I thought about that. “You mean the brakes are broken and you are broke?”

He laughed and slapped me in comradely fashion. “Possibly.”

“How are you getting there?”

He looked at me as if I was mad. “Driving of course. Do you want a lift?”

“Er … no thank you.”

He paused and considered, lip-puckering. “Anyway. If I gave you one of mine, you would give me one of yours and then I would have to say I liked it.” He threw his arms apart and shrugged. “Where would it all end?” Already he was walking away.

7

The filmmakers came with the rains and three grey truckloads of equipment. They even brought their own Javanese cook. Whenever I think of that time, I see splashing mud and money. In overall charge, as the source of the funding, was Baron Viktor von Plessen, adventurer, hunter, painter, cineast – owner of an ancestral estate in Holstein and a pencil moustache. Everything apart from the moustache was big and he stood habitually in the pose of eighteenth-century swagger portraits with one leg thrust out and hands in his pockets. A few years back he had lived in Bali and, curiously, it was an interest in the birds of Nusa Penida that had brought him and Walter together. Once they had billed and cooed over their ornithological collection, argued pigeon classification and fallen out over the calls of the native Balinese duck, they realised that they both knew Murnau, Walter's old friend from the UFA studios in Berlin and, of course, Walter's earlier film,
Goona-Goona
.

By some strange irony, von Plessen, fresh from a European visit, was the only one of us that had actually seen it. Walter had worked with Andre Roosevelt, a vast, shuffling wreck of a man who somehow had, with a camera, the empathy that Walter had with musical instruments. The actual shooting had to be fitted into the ever-shorter periods of lucidity when Roosevelt was not incapacitated either by drunkenness or resultant hangover and it glorified in the standard bare-breasted charms of Balinese womanhood and sexual allure. The story was about the chemically enhanced love between a handsome prince and a servant girl and it had to be stringently re-edited to meet American censorship laws. The resulting version, dehydrated and flavourless, was appropriately dubbed
Love Powder
. Walter had adored the whole process, shamelessly prancing around the set with a megaphone, directing, changing the script, rehearsing the actors until the real director, Armand Denis, threatened to leave in a huff. But ultimately, there was little they could do since Walter was the only one who could communicate with the performers. I would see it in the Italian theatre in Denpasar later that year and it would go on to be a worldwide hit, not least in the Indies pavilion at the Paris World Fair of 1931.
Goona-goona
became, briefly, a term for illicit sex amongst the glitterati of New York and, of the foreigners I subsequently met in Bali, I think at least half had been first attracted to the place by that film. All this may well not have been poor Walter's fault. He certainly made no money out of it. Much of the original footage was lost in a fire (alcohol-fuelled?) during processing in Surabaya and clumsily re-shot in a great rush without him.
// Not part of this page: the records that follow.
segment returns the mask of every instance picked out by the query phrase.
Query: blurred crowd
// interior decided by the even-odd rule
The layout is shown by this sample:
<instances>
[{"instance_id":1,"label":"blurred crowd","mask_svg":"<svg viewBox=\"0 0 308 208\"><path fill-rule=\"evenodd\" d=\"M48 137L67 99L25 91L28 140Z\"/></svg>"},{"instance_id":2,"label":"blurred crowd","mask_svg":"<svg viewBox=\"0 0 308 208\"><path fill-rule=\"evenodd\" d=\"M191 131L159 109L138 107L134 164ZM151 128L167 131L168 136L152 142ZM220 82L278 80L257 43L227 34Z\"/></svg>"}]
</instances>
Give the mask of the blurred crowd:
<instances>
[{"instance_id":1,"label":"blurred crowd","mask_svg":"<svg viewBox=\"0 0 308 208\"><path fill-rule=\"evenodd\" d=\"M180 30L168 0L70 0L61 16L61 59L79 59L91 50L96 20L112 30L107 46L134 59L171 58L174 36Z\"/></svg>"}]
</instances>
Film people are loud, opinionated and eat and drink all the time, a little like armies. The process of the making
of Island of Demons
, barely three months in all, seems now like a protracted barroom brawl. Many of the duties were fluid and discharged by the ubiquitous and darkly sardonic Dr Dahlsheim. Having worked principally in Africa, he was convinced that every river must conceal a hundred forms of sudden death, that the soil must boil with lethal parasites that sought only to bore through the soles of his feet to destroy him and that every form of kindness or beauty was a snare masking savagery and hostility. In theory, there was a director, producer, cameraman, soundman, scriptman; then all the assistants: director, producer, cameraman, etc. doubled up over again. I asked Walter what an assistant producer did. “Usually sleeps with the producer,” he replied cheerily. They were all crammed into the rain-soaked house in Campuhan, sitting endlessly hunched over the forest giant table that swarmed with papers, photographs, bottles and ashtrays, all waving fists and shouting to get their way or sulking because they hadn't. Oddly, Walter told me this insensitivity to noise was a common feature of technicians who had learned their trade in the “silent” movies.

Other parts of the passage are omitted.